Obwohl das Risiko so oder so steigen werde, sei es wichtig, die Tigermücken so gut es geht zu bekämpfen. „Wir gehen nicht davon aus, dass niemals eine Übertragung von Viren stattfinden wird. Aber wir können die Gefahr hinauszögern und reduzieren“, sagt Kampen. „Wenn wir nichts gegen die Tigermücke unternehmen, wird das Risiko deutlich zunehmen.“

Ein ganz anderes Leben

In Berlin starten in diesem Jahr mit Beginn der neuen Mückensaison die Maßnahmen zur Bekämpfung der Tigermücke. Mitarbeiter*innen des Gesundheitsamts stellen in der Kleingartenanlage weiträumig Fallen auf und führen Stichproben durch, um frühzeitig neue Populationen aufzuspüren.

Um Larven abzutöten, soll während des ganzen Sommers regelmäßig ein Insektizid in die Brutgewässer ausgebracht werden. Außerdem sollen die Menschen vor Ort dabei helfen, potenzielle Brutstätten zu eliminieren, also alle möglichen Wasseransammlungen aus dem Weg zu schaffen.

Man kann sich vorstellen, wie schwer das in einer Kleingartenanlage ist: Regenrinnen, Regentonnen, Gießkannen, Schubkarren, Blumentöpfe, Flaschen, Aschenbecher, Abflussrinnen – alles kann der Tigermücke zur Vermehrung dienen. Ihr reichen selbst winzige Gefäße aus, auch ein kleiner Untertopf oder eine achtlos weggeworfene Cola-Dose. Die Biologin Werner glaubt deshalb nicht, dass man die Tigermücke in Berlin wieder loswird.

Und tatsächlich sind in diesem Jahr bereits Tigermücken und ihre Eier gefunden worden: in mittlerweile fünf verschiedenen Kleingartenanlagen.

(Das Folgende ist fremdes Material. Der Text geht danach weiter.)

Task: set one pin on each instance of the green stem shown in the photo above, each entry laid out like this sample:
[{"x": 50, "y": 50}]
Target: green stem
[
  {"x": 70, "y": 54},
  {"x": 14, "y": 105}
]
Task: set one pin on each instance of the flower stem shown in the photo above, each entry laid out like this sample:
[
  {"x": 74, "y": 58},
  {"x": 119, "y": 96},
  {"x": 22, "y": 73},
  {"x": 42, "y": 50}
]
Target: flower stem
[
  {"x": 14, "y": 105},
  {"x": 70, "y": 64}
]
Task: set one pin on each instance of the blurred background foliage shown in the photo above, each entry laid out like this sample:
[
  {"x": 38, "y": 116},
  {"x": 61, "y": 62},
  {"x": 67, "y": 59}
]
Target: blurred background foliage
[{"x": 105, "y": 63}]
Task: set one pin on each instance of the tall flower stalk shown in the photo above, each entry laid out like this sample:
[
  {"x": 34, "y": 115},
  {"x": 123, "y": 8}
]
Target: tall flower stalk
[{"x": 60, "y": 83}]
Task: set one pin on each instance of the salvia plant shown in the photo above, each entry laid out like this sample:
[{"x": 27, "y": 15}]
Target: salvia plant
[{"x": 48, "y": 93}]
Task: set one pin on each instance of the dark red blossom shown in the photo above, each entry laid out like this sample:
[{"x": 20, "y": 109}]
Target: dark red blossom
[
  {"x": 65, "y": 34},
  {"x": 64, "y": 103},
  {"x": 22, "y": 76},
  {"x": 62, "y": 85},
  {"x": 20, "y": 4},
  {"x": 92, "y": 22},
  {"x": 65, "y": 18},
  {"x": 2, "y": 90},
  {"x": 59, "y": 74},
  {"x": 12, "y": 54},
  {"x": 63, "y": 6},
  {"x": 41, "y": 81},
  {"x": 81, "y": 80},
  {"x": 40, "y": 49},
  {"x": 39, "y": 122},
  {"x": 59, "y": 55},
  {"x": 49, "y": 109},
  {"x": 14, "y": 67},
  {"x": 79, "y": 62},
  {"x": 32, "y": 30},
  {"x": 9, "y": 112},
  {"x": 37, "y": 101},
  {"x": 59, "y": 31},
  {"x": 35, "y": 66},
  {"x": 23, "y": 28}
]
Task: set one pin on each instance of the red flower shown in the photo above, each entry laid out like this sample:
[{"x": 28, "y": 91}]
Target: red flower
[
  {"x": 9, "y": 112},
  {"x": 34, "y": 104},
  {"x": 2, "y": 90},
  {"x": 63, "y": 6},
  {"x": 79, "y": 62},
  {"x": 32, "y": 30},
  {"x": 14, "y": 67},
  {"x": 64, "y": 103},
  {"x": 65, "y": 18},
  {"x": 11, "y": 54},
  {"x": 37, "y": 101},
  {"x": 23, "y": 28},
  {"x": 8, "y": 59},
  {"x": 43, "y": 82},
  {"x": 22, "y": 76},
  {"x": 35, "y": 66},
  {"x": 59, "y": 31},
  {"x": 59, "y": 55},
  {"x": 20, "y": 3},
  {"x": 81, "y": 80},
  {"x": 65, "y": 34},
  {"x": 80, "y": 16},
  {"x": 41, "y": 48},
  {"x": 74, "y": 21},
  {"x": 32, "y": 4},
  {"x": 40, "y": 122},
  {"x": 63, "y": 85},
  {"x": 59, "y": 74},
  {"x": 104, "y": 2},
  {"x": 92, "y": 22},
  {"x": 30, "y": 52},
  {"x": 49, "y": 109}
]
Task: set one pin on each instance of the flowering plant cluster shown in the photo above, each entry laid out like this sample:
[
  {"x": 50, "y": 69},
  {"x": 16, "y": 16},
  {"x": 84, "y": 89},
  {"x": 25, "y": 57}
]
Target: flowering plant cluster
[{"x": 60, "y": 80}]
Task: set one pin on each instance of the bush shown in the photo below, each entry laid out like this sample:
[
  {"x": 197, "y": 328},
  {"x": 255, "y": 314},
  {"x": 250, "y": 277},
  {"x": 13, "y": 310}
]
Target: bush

Als Gransow in Osttimor lebte, habe er ganz schön damit zu tun gehabt, die Moskitonetze dicht zu kriegen, Wasserstellen zu beseitigen und sich vor Stichen zu schützen, sobald er nach draußen ging, sagt er. Heute befürchte er, dass man sich irgendwann auch hier ständig Gedanken um solche Dinge machen muss. „Bald denkt man nach jedem Stich, dass man eine Krankheit hat“, sagt Gransow. Und das wäre dann plötzlich ein ganz anderes Leben.